= The Rabbit Hole (museum) =

Immersive children's book museum

The Rabbit hOle is an immersive children's book museum located in North Kansas City, Missouri, United States. It opened in March 2024 and features exhibits based on classic and contemporary children's books. It is the first museum of its kind in the United States.

==History==
The Rabbit hOle was founded by Pete Cowdin and Deb Pettid. They formerly owned the independent children's bookstore Reading Reptile in Kansas City. They closed the bookstore in 2016 to focus on developing the museum.

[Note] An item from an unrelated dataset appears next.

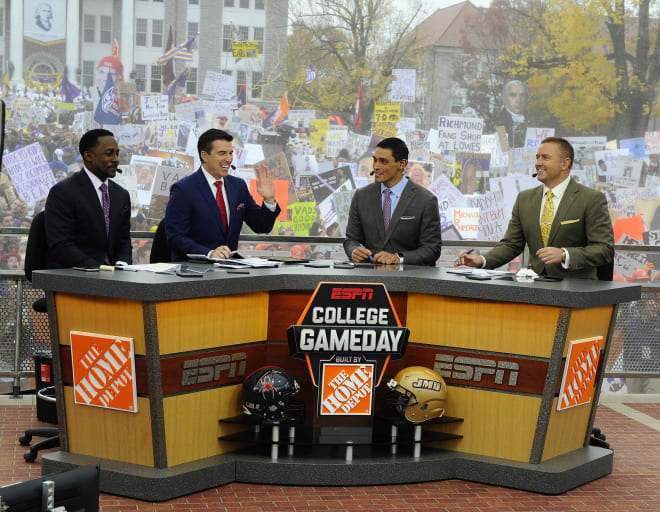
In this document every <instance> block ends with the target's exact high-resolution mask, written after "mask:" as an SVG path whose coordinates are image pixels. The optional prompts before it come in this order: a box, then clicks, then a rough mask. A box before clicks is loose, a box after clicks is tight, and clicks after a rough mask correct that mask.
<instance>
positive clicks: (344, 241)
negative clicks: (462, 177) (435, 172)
mask: <svg viewBox="0 0 660 512" xmlns="http://www.w3.org/2000/svg"><path fill="white" fill-rule="evenodd" d="M407 164H408V147H407V146H406V144H405V142H403V141H402V140H401V139H397V138H394V137H392V138H389V139H383V140H382V141H380V142H379V143H378V145H377V146H376V151H375V152H374V156H373V166H374V170H373V172H372V174H373V175H374V178H375V183H371V184H370V185H367V186H366V187H363V188H361V189H359V190H358V191H356V192H355V195H354V196H353V201H352V202H351V209H350V212H349V216H348V225H347V226H346V240H345V241H344V251H345V252H346V255H347V256H348V258H349V259H351V260H352V261H355V262H358V263H360V262H366V261H373V262H374V263H381V264H400V263H406V264H409V265H431V266H433V265H435V261H436V260H437V259H438V257H439V256H440V247H441V243H442V240H441V235H440V215H439V213H438V200H437V198H436V197H435V196H434V195H433V194H432V193H431V192H429V191H428V190H426V189H425V188H424V187H421V186H419V185H417V184H416V183H414V182H413V181H410V180H409V179H408V178H405V177H404V175H403V171H404V169H405V168H406V165H407Z"/></svg>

The pair transformed a warehouse in North Kansas City's Iron District. It is now a large-scale literary attraction with more being added each year.

==Exhibits and programs==
The warehouse where The Rabbit hOle is located is approximately 165,000 square feet. Some of the works featured include Goodnight Moon, Caps for Sale, Frog and Toad, Strega Nona, My Father's Dragon, Harry the Dirty Dog, and Where the Sidewalk Ends. The museum also includes an exhibit gallery, bookstore, print shop, makerspace, story lab, resource library, and an event space. The exhibits are designed by an in-house team of fabricators, including welders, carpenters, painters, textile specialists, and other artists. The museum holds the rights to more than 70 literary works represented within the museum.

==Reception==
Before its opening, The New York Times included The Rabbit hOle in its "52 Places to Go in 2024" feature. In 2024, Time included The Rabbit Hole in its list of notable destinations, describing it as an immersive literary museum that allows visitors to physically enter environments inspired by children's books.

Local and regional media outlets have highlighted the museum's innovative approach to literacy, storytelling, and exhibit design, with several publications describing it as a first-of-its-kind attraction.